Tuzo was one of those charismatic, larger-than-life people whose entry into a room caused heads to turn and conversations to stop. Your eyes went to him; you felt your spirits lifting. His school in Ottawa had made him head boy, and he kept the position for the rest of his life. With his resonant voice he compelled your attention and persuaded you – often against your will – that he was not only right about this but also pretty much right about everything (which, by and large, he was). A positive man, not given to regrets, he would have been brilliant, you felt, at whatever career he had followed, especially, perhaps, politics; and as though to show off his wide-ranging facility, he was also a published expert on antique Chinese porcelain. But global tectonics was his passion, and the plate-tectonic revolution was made for him. It was also very largely made
by
him.

Tuzo had not always been right. Originally a devotee of the
contracting
-Earth hypothesis, he became a convert to drift as he was
entering his fifties (by which time he had been Professor of Geophysics at the University of Toronto for a decade). Swiftly
recanting
his former views, Tuzo saw the way the Earth’s mountain belts were often superimposed upon one another, and set about explaining it in terms of plate tectonics. In a classic paper published in
Nature
in 1966 and titled ‘Did the Atlantic close and then re-open?’ he addressed the coincidence of the modern Atlantic with two mountain ranges called the Caledonides in Europe and the Appalachians in the USA. It was the very first time the new plate tectonics had been extended back to the pre-Pangaean Earth.  

These two mountain ranges are really one and the same – except that they are now separated by the Atlantic Ocean, which cut the range in two at a low angle when it opened between them. At one time the two belts had been joined, end to end, Caledonides in the north, Appalachians in the south; and the collision that had created them was one event among many that built the supercontinent Pangaea. Indeed, the matching of the now separated halves of this once-mighty chain provided Wegener with one of his key ‘proofs’ – part of his
geological
matching of opposing Atlantic shores.  

As van der Gracht pointed out on his behalf, Wegener did not
speculate
about how his Pangaea had come together. But as the new plate tectonics emerged from studies of the ocean floor and began to revitalize drift theory, the time was ripe to see the break-up of Pangaea as part of a bigger process. Professor Kevin Burke of the University of Houston, Texas, recalls that on 12 April 1968 in Philadelphia, at a meeting titled ‘Gondwanaland Revisited’ at the Philadelphia Academy of Sciences, Wilson told his audience how a map of the world showed you oceans opening in some places and
closing
in others. Burke recalls: ‘He therefore suggested that, because the ocean basins make up the largest areas on the Earth’s surface, it would be appropriate to interpret Earth history in terms of the life cycles of
the opening and closing of the ocean basins … In effect he said: for times before the present oceans existed, we cannot do plate tectonics. Instead, we must consider the life cycles of the ocean basins.’ This key insight had by then already provided Wilson with the answer to an abiding puzzle in the rocks from either side of the modern Atlantic.

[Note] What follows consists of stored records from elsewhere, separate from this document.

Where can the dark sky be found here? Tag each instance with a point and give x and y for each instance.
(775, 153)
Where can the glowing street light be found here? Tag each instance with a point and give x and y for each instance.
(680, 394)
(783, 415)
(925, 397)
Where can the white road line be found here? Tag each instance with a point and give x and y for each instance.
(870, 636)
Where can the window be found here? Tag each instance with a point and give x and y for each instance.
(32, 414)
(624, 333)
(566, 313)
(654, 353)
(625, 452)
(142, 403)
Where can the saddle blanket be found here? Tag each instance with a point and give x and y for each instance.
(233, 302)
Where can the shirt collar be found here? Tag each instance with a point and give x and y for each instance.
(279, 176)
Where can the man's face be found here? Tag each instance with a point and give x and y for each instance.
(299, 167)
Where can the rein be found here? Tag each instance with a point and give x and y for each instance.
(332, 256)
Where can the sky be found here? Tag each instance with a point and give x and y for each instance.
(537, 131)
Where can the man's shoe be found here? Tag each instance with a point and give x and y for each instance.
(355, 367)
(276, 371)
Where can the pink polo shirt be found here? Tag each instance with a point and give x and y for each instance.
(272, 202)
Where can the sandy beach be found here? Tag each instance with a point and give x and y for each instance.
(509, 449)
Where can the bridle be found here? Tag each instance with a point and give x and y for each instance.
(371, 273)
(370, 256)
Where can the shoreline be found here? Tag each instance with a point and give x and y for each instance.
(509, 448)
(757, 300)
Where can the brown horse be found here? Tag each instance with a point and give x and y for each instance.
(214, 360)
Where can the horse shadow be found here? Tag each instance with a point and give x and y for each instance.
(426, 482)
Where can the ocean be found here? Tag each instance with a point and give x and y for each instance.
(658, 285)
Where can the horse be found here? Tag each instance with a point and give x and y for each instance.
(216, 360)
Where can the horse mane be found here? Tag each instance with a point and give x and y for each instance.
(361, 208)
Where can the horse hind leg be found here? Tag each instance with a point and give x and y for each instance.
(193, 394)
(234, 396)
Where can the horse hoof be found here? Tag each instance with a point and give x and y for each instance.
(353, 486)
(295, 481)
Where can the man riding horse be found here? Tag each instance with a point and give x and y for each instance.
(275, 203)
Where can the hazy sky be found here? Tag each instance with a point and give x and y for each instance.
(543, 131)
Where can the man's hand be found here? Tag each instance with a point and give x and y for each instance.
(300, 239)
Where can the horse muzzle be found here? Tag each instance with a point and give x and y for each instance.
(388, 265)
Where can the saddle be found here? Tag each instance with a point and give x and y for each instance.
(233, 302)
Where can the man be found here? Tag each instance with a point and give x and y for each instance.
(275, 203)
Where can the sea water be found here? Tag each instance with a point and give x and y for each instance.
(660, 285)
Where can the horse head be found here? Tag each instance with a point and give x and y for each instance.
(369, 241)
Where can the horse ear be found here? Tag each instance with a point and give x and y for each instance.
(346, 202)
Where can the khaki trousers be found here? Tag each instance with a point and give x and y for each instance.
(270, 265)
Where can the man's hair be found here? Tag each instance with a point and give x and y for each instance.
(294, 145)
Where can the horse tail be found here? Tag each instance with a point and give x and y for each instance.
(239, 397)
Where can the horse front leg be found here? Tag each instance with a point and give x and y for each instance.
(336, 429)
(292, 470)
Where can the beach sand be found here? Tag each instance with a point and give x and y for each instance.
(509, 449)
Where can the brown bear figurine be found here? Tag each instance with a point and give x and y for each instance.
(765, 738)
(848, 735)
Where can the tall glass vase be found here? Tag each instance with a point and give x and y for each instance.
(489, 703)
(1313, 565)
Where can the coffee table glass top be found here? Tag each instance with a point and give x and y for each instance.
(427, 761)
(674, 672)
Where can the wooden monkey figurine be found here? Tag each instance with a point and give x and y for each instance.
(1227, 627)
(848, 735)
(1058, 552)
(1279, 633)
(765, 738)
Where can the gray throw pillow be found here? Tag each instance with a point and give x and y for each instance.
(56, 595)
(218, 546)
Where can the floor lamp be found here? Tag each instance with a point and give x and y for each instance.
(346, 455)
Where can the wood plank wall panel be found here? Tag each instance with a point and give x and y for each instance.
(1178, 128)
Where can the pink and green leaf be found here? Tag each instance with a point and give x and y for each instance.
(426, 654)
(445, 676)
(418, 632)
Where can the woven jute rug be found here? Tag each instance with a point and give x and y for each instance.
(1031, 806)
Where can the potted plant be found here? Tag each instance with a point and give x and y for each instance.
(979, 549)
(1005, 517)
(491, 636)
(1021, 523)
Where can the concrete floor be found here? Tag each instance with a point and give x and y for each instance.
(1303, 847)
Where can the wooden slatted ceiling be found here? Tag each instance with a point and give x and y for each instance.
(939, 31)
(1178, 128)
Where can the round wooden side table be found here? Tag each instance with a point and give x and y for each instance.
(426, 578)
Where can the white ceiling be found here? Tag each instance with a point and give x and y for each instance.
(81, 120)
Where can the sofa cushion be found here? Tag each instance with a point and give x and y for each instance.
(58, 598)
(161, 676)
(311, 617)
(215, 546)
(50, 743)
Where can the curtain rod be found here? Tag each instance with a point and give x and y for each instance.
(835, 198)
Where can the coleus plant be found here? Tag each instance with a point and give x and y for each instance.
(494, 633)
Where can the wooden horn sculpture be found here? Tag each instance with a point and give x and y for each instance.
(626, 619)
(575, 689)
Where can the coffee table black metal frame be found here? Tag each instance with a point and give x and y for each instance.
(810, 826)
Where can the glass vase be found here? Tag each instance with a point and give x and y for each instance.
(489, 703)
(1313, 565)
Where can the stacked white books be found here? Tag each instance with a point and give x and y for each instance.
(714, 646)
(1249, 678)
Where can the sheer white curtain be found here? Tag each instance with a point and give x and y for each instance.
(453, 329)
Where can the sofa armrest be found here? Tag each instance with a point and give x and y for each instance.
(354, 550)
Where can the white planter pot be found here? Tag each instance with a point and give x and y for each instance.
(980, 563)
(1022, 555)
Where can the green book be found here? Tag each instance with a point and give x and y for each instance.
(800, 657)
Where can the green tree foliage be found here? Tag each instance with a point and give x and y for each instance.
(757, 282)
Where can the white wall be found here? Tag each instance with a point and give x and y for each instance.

Nothing pleased Tuzo more than a grand, overarching framework that made sense of those awkward facts that get thrown aside because they don’t fit – ideas that philosopher William James dubbed the ‘unclassified residuum’. Geologists had been aware since 1889 that within the rocks forming the Caledonian and Appalachian
mountains
– that is, rocks dating from the early Cambrian to about the middle Ordovician (from 542 to 470 million years ago) – were fossils that fell into two clearly different groups or ‘assemblages’. This was especially true for fossils of those animals that in life never travelled far, but lived fixed to, or grubbing around in, the seabed. By analogy with modern zoology, the two assemblages represented two different faunal realms, just like those first described on the modern Earth by Philip Lutley Sclater and Alfred Russel Wallace.